When they were little it probably made a difference that they were farther apart in age. It doesn't matter now. Six years is not that much time. I wonder why the spread though? Were there miscarriages? Too much family around? A lack of privacy? Did a job keep the parents apart physically? My FIL was born in 1925 and I wonder what the years and life were like back then. How much did the economy influence his parent's lives?

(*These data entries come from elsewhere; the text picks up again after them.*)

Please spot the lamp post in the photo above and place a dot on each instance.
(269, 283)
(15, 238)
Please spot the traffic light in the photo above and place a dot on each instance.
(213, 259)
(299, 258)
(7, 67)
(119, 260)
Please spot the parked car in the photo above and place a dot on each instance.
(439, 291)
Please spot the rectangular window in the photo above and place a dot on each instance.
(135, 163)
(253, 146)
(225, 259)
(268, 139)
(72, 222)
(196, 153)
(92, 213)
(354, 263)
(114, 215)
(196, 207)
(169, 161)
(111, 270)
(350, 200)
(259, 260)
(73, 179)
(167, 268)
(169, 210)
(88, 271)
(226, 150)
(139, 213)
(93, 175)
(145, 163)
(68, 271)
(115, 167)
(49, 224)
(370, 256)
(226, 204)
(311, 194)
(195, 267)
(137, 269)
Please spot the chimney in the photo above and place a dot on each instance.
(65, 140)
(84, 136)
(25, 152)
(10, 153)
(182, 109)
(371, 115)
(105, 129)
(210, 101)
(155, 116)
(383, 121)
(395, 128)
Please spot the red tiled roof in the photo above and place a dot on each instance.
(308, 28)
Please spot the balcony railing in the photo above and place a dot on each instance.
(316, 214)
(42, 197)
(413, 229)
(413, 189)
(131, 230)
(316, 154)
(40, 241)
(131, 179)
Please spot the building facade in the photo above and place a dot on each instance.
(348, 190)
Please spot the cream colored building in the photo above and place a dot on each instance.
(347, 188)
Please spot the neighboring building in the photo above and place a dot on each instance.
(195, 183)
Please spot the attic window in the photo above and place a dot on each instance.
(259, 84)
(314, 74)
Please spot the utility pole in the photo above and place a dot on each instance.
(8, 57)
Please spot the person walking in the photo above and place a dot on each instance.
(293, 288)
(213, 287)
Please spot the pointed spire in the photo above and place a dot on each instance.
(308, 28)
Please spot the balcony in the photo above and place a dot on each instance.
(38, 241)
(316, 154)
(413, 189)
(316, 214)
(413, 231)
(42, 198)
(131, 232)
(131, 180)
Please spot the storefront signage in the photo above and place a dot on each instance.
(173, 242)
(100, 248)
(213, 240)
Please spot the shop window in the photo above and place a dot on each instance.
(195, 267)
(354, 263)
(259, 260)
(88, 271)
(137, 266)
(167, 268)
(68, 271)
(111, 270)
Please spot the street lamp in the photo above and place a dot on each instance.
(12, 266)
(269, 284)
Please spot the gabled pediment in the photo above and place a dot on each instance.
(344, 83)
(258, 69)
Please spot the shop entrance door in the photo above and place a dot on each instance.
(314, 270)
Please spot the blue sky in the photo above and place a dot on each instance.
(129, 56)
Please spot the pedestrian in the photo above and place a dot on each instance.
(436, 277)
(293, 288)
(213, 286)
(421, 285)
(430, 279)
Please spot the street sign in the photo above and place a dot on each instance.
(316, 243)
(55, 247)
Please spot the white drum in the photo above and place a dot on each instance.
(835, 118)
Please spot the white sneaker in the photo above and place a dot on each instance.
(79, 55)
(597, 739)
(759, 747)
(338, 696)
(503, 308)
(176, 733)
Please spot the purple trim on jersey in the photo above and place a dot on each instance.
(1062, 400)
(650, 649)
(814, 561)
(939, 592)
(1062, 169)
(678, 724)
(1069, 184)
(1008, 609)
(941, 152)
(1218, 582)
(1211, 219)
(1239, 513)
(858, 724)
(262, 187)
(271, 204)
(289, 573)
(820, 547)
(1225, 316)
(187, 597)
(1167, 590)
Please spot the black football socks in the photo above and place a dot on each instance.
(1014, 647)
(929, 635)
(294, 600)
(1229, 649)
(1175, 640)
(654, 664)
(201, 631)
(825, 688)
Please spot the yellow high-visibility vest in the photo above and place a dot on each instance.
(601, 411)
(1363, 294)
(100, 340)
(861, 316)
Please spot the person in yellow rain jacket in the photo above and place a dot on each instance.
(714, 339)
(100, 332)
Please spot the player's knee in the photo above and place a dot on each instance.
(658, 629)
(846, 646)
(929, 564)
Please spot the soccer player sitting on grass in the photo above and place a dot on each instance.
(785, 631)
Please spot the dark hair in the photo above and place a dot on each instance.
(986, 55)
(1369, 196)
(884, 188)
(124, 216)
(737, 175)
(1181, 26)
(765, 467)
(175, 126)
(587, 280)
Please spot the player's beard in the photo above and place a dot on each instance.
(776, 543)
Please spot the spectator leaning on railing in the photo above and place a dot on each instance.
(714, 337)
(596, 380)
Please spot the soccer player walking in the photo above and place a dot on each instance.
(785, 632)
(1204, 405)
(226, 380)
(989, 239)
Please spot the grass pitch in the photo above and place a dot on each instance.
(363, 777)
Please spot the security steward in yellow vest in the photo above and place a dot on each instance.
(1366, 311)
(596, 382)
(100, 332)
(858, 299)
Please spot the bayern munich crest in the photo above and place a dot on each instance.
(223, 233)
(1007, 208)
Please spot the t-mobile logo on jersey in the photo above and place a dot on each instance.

This Aunt has come for a short visit with her brother. It's fun to watch them interact. I find myself projecting my own relationship with my brother onto them. Their relationship seems much more different than the relationship I have with my own brother. It kind of makes me sad. The reason for my sadness might surprise one; I am sad because I hope my brother and I don't ever become as distant as these two seem to be. If these two didn't look so similar when they are together, you might not even know they were related. They don't chat very often. It's just enough to stay connected...a few times a year. I don't want this to happen for me and my own siblings. Yet I fear my youngest sib and I will be this way as we age. I have trouble seeing the connections to one another we have in our current lives. There seems to be work that needs to be done to stop this from happening. It's a two-way street I know. Sometimes though, I feel like I am waiting for her to get on the road let alone start driving.
I also just realized that the last time I was with my brother I didn't get a picture of us together. Shame on me! I need to remember to not only have my camera out, but to use it!